Even before the pandemic struck, health systems around the globe have struggled with delivering efficient cancer treatment to diagnosed patients. For instance, a 2019 BMC study conducted in Delhi indicated that there was, on average, a 334 day gap between lung cancer patients developing symptoms and the initiation of their treatment. The causes for these delays range from the financial burden and negligence on the patients’ end, to a shortage of resources and poor communication by treatment centers and oncologists. These routine hindrances have been further intensified by virus, which has strained health systems through the sudden spike in COVID-19 patients requiring intensive care, travel restrictions on oncology staff and telephone constellations replacing in-person appointments, all of which combined significantly worsen the usual standard of cancer care.

Although doctors and patients have long known that delaying cancer treatment can create adverse effects, the degree of these impacts has only recently been quantified when a team of researchers from Queen’s University in Canada analyzed the association between treatment delays and patient mortality rates. As detailed in their study published by the British Medical Journal in November 2020, the researchers reviewed relevant data published from January 2000 to April 2020 in order to understand how every 4 week delay treatment (either intervals between diagnosis and treatment or between termination of one treatment cycle and commencement of the next) influenced patient survival rates. The data they studied covered chemotherapy, radiation and surgery- the most commonly employed cancer treatment methods- as used on 7 different forms of cancer that represent 44% of worldwide cancer incidences.

Their study yielded appalling results that revealed a 10% increase in mortality for every 4 weeks that a patient’s treatment is delayed. Their analysis also found that an 8 and 12 week delay further increased mortality by 17% and 26% respectively.

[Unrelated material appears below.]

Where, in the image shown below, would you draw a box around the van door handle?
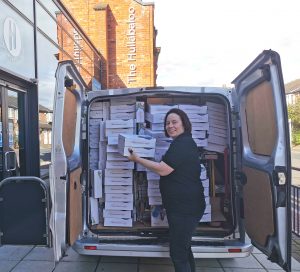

This study has assigned hard numerical data to the risk associated with prolonged delays in cancer treatment, and emphasized the need for efficient cancer therapy systems.. The study authors stated that their aim was to ‘provide robust evidence to guide national policy making, specifically the prioritization and organization of cancer services’ and that their results lead them to the conclusion that ‘Policies focused on minimizing system level delays to cancer treatment initiation could improve population level survival outcomes.’ Thus, by stressing on the live-saving value of quick cancer treatment, this study has laid the foundation for reforming health systems around the globe.